Re: DBpedia-based entity recognition service / tool? from Juan Sequeda on 2010-02-04 (public-lod@w3.org from February 2010)

From: Juan Sequeda <juanfederico@gmail.com>
Date: Thu, 4 Feb 2010 03:18:00 -0600
To: Matthias Samwald <samwald@gmx.at>
Cc: public-lod@w3.org
Message-ID: <f914914c1002040118x5efad120n15fa27eebc524bc8@mail.gmail.com>

Hi Matthias,

We worked on something similar: entity type discovery using linked open
data.

Our project was given a corpus of documents in the same domain, identify
specific entity types in the documents. Our objective was to search for
documents in a corpus by specific entities. For example: "find articles that
are about RDBMs"

Standard NER tools identify high level types such as persons, organization,
places because they have been previously trained on general corpora. I
assume tools like OpenCalais have been trained on news-like documents and
Zemanta has been trained on blog-like documents.

We were interested in identifying specific types such a "RDBMS" when the
word "Oracle" would show up in the text. In order to do that, we followed
several domain term extraction techniques. We used LOD, specifically
DBpedia, Freebase and Opencyc to disambiguate terms and also retrieve the
entities. Honestly, evaluation is pretty hard to do, but our current
implementation was not that bad (75% precision and 55% recall).

We built upon some work by IBM where they create a vocabulary from text
using LOD [1]

Let me see if I can clean up the code and publish it as a service.

[1] http://data.semanticweb.org/conference/iswc/2009/paper/inuse/143/html

Juan Sequeda
(575) SEQ-UEDA
www.juansequeda.com

On Tue, Feb 2, 2010 at 6:26 AM, Matthias Samwald <samwald@gmx.at> wrote:

> Dear LOD community,
>
> I would be glad to hear your advice on how to best accomplish a simple
> task: extracting DBpedia entities (identified with DBpedia URIs) from a
> string of text. With good accuracy and recall, possibly with some options to
> constraint the recognized entities to some subset of DBpedia, based on
> categories.
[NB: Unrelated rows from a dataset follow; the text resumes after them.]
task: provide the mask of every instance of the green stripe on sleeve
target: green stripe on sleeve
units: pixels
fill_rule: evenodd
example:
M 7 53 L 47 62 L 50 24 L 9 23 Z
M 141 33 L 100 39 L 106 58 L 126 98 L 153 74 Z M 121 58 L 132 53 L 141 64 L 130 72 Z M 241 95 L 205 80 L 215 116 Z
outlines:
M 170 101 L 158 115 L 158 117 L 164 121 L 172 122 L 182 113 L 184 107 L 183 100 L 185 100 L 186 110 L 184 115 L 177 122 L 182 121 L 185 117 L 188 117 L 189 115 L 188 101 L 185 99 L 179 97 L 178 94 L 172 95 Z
The tool or service should be performant enough to process large
> numbers of strings in a reasonable amount of time.
> Given the prolific creation of tiny tools and services in this community I
> am puzzled about my inability to find anything that accomplishes this task.
> Could you point me to something like that? Are there tools/services for
> Wikipedia that I could use?
> Zemanta seems to be too much geared towards 'enhanced blogging', while
> OpenCalais does not return Wikipedia/DBpedia identifiers. Please correct me
> if I am wrong.
>
> Cheers,
> Matthias
>
>

Received on Thursday, 4 February 2010 09:18:34 UTC